The experiments will help determine how certain changes could translate into big savings.

(Kristin Murphy | pool photo) Gov. Spencer Cox speaks with media during the PBS Utah governor's monthly news conference at the Eccles Broadcast Center in Salt Lake City on Thursday, Nov. 18, 2021.

State officials are planning to bring together health care providers and others to develop ways to make health care more affordable, Gov. Spencer Cox announced Thursday.

The new “collaborative” could devise test runs for an array of changes to how various health care services are provided and how they are paid for, Cox said.

“You’re thinking, ‘We’ve done this before, we’ve tried this in the ’90s, we tried it in the early aughts,” Cox said. “Maybe we’re just destined to have increasing health care costs and worse outcomes.”

But a lot of cost-containment efforts attempted previously have fizzled out even if they were successful, because they didn’t become widespread enough for insurers to buy into them and provide coverage, said Mary Jane Pennington, CEO of Granger Medical Clinic, which operates clinics along the Wasatch Front.

For example, the clinics tried hiring extra staff to stay in touch with patients who were transitioning from hospital care to at-home care — to help them keep their drugs organized, make sure they have enough supplies and avoid infections or other problems. Immediately, those patients showed a 15-20% decrease in readmissions to hospitals, Pennington said — a big savings that other providers could replicate.

But insurers don’t always cover extra services, even if they save money in the long run. For instance, the Granger clinics obtained grant funding to pair family doctors with pharmacists at the University of Utah, to keep an eye on medication interactions and identify cheaper alternatives to expensive drugs.

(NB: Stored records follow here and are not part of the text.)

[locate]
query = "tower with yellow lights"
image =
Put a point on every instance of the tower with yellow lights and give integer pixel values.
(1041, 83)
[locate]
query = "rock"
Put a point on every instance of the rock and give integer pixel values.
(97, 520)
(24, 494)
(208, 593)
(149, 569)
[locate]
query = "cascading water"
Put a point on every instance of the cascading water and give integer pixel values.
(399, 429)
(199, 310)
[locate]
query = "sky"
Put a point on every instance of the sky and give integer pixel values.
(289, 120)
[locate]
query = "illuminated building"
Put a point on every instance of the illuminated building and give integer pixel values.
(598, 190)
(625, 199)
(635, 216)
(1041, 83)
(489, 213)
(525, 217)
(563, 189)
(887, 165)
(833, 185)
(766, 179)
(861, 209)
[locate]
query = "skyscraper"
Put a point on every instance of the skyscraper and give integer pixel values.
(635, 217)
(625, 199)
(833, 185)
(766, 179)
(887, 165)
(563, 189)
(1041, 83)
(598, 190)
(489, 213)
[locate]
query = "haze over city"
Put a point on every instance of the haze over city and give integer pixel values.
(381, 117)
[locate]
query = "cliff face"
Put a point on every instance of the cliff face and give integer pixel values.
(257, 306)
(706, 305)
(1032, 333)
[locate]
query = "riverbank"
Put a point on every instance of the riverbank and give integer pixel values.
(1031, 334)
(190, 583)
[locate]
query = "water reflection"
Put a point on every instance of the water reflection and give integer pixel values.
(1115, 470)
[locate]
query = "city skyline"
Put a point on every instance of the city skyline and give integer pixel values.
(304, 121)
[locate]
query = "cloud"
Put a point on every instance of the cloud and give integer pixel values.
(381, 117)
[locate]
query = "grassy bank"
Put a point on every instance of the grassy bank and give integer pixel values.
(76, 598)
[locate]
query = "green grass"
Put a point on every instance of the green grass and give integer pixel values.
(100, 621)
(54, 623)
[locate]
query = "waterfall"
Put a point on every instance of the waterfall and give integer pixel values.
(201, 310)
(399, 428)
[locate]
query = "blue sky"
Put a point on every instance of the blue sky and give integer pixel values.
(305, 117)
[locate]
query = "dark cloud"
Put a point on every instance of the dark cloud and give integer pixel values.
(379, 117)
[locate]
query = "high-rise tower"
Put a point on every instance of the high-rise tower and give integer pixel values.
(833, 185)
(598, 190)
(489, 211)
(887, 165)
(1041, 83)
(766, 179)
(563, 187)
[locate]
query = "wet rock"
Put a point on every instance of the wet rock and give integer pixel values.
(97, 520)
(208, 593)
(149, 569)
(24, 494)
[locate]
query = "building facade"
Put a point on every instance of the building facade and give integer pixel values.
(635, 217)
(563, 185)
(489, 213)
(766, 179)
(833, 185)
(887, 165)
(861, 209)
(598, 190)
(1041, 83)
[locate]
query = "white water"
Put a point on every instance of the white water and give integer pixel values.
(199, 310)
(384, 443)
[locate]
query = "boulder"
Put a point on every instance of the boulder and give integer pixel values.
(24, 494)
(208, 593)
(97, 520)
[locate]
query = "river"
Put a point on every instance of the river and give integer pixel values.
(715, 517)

But, she said, grants run out, and “almost none of our [insurers] pay for this service for patients.” The state’s new collaborative could help fund those services “until we can prove they have a good return and insurance companies are prepared to cover them,” Pennington suggested.

Cox said the collaborative could, for example, test out plans to merge physical and behavioral health care, or streamline health care services for rural patients.

But the collaborative is far from taking shape, or action. Cox’s office plans to form an advisory board by the end of January, then form a governance team in May or June.

“We don’t know a lot of the other particulars about this,” said Rich Saunders, Cox’s chief innovation officer.

Saunders invited the public to nominate members of the governance team at healthcollaborative.utah.gov.